# KUSA, this picture is for you!



## The Tourist (Jun 9, 2016)

KUSA (Michael), obviously that's my dinner, so I can only surmise that's my knife...

Here's the back-story. Joyce sent me an apology note saying that "some new Tuxedos" were on the way. I only had to rotate the tanto blade into the light to see why I got it--without a credit card receipt in the package.

While "utility sharp," there is a small 'double bevel' on the belly bevel. Joyce caught it instead of delivering it. I can use it to cut the mundane stuff that needs a good knife (things like envelopes, cardboard boxes, jugular veins--you know, the mundane daily stuff), and when it dulls worth a slight bit of metal removal, I'll take a 6K or 15K Schwartz stone and do two or three very light passes.

Joyce is checking 1.9 inch knife blades before shipment. I told you she was honest!

_Click on picture to enlarge_.


----------



## KUSA (Apr 21, 2016)

No problem Chico. You'll get my CQC7 soon to grind on.

I did have some salmon today for lunch. It was at a restaurant but very good none the less.


----------



## The Tourist (Jun 9, 2016)

Hey, salmon and dark green vegetables, all while waiting for a very sharp knife.

Looks like this lifestyle is catching on!


----------



## stevekozak (Oct 4, 2015)

The Tourist said:


> KUSA (Michael), obviously that's my dinner, so I can only surmise that's my knife...
> 
> Here's the back-story. Joyce sent me an apology note saying that "some new Tuxedos" were on the way. I only had to rotate the tanto blade into the light to see why I got it--without a credit card receipt in the package.
> 
> ...





KUSA said:


> No problem Chico. You'll get my CQC7 soon to grind on.
> 
> I did have some salmon today for lunch. It was at a restaurant but very good none the less.

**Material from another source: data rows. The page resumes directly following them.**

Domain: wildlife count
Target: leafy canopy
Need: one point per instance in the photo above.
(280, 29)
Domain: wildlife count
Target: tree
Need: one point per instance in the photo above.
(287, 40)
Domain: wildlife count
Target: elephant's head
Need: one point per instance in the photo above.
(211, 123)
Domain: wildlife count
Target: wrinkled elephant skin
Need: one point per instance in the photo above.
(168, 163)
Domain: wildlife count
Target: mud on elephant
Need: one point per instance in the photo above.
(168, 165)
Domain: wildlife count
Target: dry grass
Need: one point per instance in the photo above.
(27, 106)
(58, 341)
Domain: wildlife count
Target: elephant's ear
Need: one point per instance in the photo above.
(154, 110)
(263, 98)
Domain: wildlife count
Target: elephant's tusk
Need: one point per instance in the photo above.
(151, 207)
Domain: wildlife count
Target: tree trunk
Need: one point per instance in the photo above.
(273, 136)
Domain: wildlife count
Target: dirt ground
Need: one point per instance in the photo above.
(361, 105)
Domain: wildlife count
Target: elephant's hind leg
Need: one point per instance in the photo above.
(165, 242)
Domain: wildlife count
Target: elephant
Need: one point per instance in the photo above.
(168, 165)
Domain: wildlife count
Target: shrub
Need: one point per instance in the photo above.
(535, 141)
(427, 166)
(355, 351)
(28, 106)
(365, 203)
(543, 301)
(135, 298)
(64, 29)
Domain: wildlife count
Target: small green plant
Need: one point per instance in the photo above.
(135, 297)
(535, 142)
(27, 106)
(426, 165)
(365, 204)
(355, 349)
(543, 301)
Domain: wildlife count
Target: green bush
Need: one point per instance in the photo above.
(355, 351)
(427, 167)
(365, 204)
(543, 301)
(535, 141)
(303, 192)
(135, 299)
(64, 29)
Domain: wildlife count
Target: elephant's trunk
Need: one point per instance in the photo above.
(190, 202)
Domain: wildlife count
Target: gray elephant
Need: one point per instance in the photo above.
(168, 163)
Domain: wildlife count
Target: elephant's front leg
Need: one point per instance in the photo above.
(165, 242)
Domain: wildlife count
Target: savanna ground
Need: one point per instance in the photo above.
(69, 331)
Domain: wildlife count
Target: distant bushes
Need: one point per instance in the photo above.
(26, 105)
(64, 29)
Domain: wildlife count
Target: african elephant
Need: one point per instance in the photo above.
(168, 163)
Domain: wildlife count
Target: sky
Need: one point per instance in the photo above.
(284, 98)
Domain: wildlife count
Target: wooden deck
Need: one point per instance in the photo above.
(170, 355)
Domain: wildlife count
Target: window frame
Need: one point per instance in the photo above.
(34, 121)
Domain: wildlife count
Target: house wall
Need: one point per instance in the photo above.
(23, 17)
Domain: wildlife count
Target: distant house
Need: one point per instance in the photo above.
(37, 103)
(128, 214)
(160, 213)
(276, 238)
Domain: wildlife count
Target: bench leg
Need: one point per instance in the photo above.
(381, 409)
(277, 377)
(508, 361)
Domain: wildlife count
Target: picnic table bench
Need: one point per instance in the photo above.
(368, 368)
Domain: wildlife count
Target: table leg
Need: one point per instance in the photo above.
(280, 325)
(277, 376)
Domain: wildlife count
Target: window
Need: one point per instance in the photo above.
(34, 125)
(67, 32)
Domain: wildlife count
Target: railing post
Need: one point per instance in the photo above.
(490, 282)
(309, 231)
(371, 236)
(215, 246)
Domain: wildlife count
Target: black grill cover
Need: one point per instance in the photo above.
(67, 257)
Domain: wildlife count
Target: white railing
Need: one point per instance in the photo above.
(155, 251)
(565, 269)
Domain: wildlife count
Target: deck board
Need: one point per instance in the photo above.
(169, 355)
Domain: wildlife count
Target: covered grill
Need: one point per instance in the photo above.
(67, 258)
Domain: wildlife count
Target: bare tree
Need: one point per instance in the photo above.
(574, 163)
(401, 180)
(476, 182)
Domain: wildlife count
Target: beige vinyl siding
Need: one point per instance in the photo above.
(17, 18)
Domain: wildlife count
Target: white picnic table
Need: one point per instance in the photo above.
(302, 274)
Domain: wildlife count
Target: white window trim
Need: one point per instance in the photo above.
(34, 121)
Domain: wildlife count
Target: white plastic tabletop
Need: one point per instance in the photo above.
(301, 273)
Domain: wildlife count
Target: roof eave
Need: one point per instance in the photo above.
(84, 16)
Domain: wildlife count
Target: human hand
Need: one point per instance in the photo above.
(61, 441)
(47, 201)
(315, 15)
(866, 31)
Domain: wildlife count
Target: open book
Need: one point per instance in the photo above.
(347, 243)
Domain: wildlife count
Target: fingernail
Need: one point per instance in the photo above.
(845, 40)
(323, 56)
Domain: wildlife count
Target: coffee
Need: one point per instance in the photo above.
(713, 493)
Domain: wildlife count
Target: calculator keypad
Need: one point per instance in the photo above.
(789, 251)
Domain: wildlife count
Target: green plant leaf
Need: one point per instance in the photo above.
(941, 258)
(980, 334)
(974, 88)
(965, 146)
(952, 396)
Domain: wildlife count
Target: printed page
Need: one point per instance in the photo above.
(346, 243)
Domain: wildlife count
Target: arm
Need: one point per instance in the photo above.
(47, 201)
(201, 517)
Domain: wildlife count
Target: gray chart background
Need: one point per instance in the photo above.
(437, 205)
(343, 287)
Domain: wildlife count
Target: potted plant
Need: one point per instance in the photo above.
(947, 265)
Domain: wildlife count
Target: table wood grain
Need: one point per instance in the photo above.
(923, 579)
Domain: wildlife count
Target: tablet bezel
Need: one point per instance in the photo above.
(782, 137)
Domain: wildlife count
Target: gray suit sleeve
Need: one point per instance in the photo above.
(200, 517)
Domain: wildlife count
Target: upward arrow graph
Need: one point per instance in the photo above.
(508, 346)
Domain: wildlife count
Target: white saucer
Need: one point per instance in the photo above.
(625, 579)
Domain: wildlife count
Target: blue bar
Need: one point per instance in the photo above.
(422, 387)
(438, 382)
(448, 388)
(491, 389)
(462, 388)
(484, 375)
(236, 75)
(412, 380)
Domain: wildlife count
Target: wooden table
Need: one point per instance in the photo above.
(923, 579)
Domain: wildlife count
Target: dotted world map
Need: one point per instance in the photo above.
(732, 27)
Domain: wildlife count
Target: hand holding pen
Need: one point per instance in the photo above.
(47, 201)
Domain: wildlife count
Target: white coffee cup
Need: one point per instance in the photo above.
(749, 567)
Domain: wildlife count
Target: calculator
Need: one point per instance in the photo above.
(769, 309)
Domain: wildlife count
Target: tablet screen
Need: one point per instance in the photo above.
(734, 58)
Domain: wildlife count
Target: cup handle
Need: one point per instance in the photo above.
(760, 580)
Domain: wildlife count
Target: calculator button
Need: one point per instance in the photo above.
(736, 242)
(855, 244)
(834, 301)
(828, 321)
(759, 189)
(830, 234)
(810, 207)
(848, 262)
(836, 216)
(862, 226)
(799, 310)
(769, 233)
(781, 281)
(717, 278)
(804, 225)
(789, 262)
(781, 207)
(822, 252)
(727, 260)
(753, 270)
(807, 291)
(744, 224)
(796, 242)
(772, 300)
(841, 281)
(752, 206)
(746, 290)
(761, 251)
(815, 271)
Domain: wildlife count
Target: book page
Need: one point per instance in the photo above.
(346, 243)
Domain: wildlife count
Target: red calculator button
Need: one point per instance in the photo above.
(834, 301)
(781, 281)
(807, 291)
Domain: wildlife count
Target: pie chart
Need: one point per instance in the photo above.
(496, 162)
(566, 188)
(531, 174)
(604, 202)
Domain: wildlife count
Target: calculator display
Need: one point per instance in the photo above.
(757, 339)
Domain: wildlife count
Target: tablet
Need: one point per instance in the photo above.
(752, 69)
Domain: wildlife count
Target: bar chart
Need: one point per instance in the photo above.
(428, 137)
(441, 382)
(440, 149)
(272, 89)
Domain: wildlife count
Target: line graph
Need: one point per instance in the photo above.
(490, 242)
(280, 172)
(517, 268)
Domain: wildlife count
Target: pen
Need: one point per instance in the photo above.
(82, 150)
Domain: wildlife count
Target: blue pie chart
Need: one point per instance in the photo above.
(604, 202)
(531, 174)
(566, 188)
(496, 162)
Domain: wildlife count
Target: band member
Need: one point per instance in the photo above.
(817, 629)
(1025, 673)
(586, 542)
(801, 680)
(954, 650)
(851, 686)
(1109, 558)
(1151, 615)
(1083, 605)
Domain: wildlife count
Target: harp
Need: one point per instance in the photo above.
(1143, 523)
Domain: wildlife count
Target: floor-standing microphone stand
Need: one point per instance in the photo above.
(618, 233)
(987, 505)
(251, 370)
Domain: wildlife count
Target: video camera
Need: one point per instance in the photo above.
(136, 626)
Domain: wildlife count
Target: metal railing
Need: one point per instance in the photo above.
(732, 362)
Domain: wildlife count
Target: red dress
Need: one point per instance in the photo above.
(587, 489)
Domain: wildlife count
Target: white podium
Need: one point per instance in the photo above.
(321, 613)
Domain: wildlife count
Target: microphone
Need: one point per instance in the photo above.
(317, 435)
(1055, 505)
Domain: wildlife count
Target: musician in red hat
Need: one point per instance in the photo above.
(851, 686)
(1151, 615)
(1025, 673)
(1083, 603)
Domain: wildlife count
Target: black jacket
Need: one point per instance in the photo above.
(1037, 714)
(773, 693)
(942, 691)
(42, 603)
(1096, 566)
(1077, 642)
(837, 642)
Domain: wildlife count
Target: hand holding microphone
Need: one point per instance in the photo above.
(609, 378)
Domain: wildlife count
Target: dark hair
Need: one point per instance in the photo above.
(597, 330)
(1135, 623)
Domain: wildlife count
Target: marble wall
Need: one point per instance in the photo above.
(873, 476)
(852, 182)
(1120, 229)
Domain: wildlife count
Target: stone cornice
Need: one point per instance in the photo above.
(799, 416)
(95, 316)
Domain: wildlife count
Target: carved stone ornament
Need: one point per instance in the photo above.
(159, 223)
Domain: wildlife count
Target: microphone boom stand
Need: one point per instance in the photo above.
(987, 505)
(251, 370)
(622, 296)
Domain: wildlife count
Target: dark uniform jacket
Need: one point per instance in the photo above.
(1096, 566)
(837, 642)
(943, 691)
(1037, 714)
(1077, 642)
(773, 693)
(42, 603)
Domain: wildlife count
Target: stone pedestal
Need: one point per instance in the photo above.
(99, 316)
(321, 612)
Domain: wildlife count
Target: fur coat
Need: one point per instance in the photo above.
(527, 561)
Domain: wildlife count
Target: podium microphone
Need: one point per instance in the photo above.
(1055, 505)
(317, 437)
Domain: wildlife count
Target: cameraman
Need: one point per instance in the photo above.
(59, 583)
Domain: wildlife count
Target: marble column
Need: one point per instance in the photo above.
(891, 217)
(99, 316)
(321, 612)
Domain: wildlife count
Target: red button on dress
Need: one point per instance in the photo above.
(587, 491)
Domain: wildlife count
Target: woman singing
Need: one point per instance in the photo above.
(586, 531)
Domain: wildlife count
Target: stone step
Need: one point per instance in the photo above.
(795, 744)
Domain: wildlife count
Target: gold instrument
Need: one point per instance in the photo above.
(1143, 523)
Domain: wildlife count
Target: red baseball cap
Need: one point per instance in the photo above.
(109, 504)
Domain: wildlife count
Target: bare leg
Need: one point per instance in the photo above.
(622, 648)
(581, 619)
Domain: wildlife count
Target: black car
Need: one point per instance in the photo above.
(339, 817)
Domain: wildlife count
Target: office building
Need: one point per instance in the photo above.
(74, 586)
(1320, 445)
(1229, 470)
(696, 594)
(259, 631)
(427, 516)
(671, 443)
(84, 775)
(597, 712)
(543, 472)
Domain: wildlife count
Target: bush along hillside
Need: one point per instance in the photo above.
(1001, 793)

I am no judge of fish, but KUSA's salmon looks a lot tastier than Tourist's!! Dem grill marks tho!!!


----------



## The Tourist (Jun 9, 2016)

stevekozak said:


> I am no judge of fish, but KUSA's salmon looks a lot tastier than Tourist's!! Dem grill marks tho!!!


Salmon is one of my favorite dishes, I love the taste. My wife prepares it in a Corningware dish, and bakes it around 350 degrees with a honey glaze. Yup, no grill marks, but it's my Number One meal!


----------